Now let's talk about other forms of entertainment, say television for example. As a worrisome, first-time parent, I've read plenty about the evil affects of television on babies under two years old. And let's face it: kids aren't born loving Barney. They're TAUGHT. So by not letting Jacob watch television at all, right there, I've managed to eliminate some evil, at least from MY life.

I've seen all the baby videos, Baby Chopin and the like, and read the marketing that 'Mozart boosts baby's brain synapses.' We even received a Baby Mozart video as a gift when Jacob was born, but I vowed he wouldn't know what a television was until he was at least two year old.

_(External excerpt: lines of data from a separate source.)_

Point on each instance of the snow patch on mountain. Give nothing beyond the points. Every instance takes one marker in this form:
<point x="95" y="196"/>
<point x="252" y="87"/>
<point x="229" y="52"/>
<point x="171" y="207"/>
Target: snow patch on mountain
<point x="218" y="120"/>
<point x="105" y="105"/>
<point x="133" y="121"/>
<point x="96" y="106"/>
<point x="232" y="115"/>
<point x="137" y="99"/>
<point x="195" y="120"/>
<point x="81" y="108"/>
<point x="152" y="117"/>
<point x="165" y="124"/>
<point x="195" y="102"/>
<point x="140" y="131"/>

BZZZZZZZZZT!! Wrongo, Mama, but thanks for playing.

Take a day, an ordinary Tuesday, when the laundry needs to be done, the house needs to be vacuumed, the library books are overdue and you're in charge of dinner. Then factor your baby in. Then cut his two 2-hour naps down to 35 minutes each, and sprinkle in a little baby constipation. You see where I'm going with this? I was a convert in the making. And the good news is, Jacob loved Baby Mozart. He won't be seeing it every day to be sure, but it's nice to know I have a little box of sanity-saver in the house, no prescription necessary.

Finally, there are the bedtime stories. Pick a classic. Any classic. Hansel and Gretel? Eaten by a witch. Goldilocks? Eaten by bears. Three little pigs? Eaten by a wolf. Who are the child-hating authors who came up with these stories? "Don't go into the woods. EVER." Unless this was the lesson they were going for, holy cow they should have been stopped by their editors way before print time and referred for counseling.

I've seen the Politically Correct Bedtime Stories, and while I understand the spirit behind them, I'm still a fan of Prince Charming, so I won't go editing those stories (at least not for Jacob. What parent wouldn't want to raise a prince? Ask me about them again when I have a daughter).

But the violence, well that's another story. The way I see it, there is so much violence out there today on television, on the Internet, in the schools, in the streets, and in the music, that I want to make Jacob's inevitably short childhood last as long as I possibly can. And if that means telling only sweet fairy tales, baking cookies and changing some of the classic old songs along the way, well then that's what I'm going to do. I can't control the future, but I can sure create a warm, happy past for him to remember fondly when he's grown. At least then maybe he'll call once in a while.

Photo credit: Fairy Tales by Mary L. Gow, English artist born 1851 - died 1929

1 comment:

Snowbrush said...

I have fond memories of being scared by fairy tales. When people get older, they go to scary movies purposely to be scared. This could be taken to imply that, no matter what age, it's a part of the human experience that has its appeal and could conceivably be beneficial in some way.

Maybe the idea that it is even possible to make early childhood an idyllic era, free from cares and from fears, is not realistic or even desirable.